Простившись с Нана-Сахибом, наши авантюристы отправились в свой грот, который выходил на внутреннюю долину, и сели ужинать. Нариндра не занимал сегодня своего обычного места; вот уже неделя, как он уехал в Бомбей за европейской почтой, приходившей туда для Сердара на имя преданного члена тайного общества Духов Вод, к которому принадлежали также он и Рама.
В этот вечер Барнет и Барбассон были особенно веселы и воодушевлены, но их оригинальные выходки не веселили сегодня Сердара, который ел с рассеянным видом и все время после своего возвращения в Нухурмур был мрачен и озабочен; он не обращал внимания даже на тота-ведду, который, сидя на корточках, ловил на лету, как собака, все, что ему бросали. Отсутствие маратха, который был всегда олицетворением точности и должен был вернуться еще сутки тому назад, внушало ему дурные предчувствие. Он не мог определить свои ощущения, но ему казалось, что в воздухе висит какая-то опасность, против которой он чувствовал себя бессильным, а между тем в последних известиях, принесенных Рамой-Модели, не было ничего, что указывало на неминуемую гибель, — он сам это сказал Барбассону.
Может быть, дело заключалось в том, что этот чуткий и деликатный, несколько нервный человек внешность которого указывала на высокое происхождение и которого какое-то странное, таинственное приключение выбросило из привычной ему среды, должен был по временам страдать, находясь среди авантюристов, не имевших с ним ничего общего.

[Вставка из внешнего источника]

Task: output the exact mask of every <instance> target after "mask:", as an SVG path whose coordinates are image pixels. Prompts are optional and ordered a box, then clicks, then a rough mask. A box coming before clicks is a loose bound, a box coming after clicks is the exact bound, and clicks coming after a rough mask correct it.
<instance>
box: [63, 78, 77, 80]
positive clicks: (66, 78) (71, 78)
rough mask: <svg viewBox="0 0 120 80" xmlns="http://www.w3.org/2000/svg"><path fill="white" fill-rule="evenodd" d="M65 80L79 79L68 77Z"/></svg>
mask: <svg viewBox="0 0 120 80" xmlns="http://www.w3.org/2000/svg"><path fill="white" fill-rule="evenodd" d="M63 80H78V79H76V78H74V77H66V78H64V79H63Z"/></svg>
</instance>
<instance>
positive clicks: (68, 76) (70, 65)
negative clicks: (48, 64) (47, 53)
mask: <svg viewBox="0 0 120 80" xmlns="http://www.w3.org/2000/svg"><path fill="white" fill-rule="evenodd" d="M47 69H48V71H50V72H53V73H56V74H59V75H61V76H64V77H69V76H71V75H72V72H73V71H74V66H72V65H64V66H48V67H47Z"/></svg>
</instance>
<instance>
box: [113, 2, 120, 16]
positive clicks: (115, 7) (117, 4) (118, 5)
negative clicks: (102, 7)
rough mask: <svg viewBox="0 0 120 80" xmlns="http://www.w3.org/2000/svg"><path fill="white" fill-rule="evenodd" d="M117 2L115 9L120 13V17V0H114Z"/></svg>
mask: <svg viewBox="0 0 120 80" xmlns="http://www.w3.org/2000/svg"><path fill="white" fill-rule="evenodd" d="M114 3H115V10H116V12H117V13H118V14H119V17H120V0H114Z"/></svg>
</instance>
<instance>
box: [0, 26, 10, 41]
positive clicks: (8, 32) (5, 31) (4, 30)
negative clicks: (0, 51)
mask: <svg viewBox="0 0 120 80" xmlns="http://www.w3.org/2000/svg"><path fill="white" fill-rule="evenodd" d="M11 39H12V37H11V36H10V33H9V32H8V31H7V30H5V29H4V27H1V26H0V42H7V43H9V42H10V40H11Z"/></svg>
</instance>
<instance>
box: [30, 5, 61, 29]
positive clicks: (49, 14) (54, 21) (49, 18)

Рыцарь в душе, он мечтал о независимости Индии, как о мести Франции и Дюплекса своим вечным врагам; десять лет своей жизни он потратил на то, чтобы соединить и держать в своих руках все нити обширного заговора, который должен был навсегда уничтожить английское владычество на берегах Ганга. И вот на другой день после достижения успеха, когда во власти притеснителей этой древней страны оставалось всего только три города, почти без всякого укрепления, — Калькутта, Бомбей и Мадрас, он не мог заставить вождей восстания выступить против этих оплотов чужеземца, а затем уже приняться за восстановление трона Дели. Он никак не мог заставить их понять, что реставрация империи Великих Моголов, показав индусам, что они, сбросив иго одного господина, принимают на себя иго другого, должна была парализовать общее воодушевление и придать восстанию характер обыкновенного бунта, а не народного движения. Юг Индии, не желавший владычества мусульман, отказался принять участие в восстании, и Сердар в тот же день понял, что победа англичан — вопрос времени. Но он поклялся отнять у них трофей этой победы и спасти Нана-Сахиба; проявив настоящие чудеса отваги и хитрости, он добился своей цели, но сколько еще времени удастся ему скрывать принца от врагов? Бывали дни, когда он совсем отчаивался в этом, а сегодня вечером будущее казалось ему еще более мрачным и покрытым черными тучами. Если его схватят, то ему не окажут чести умереть от двенадцати пуль, как солдату, с ним поступят, как с разбойником с большой дороги, и повесят в Калькутте напоказ индусам, которых он хотел освободить.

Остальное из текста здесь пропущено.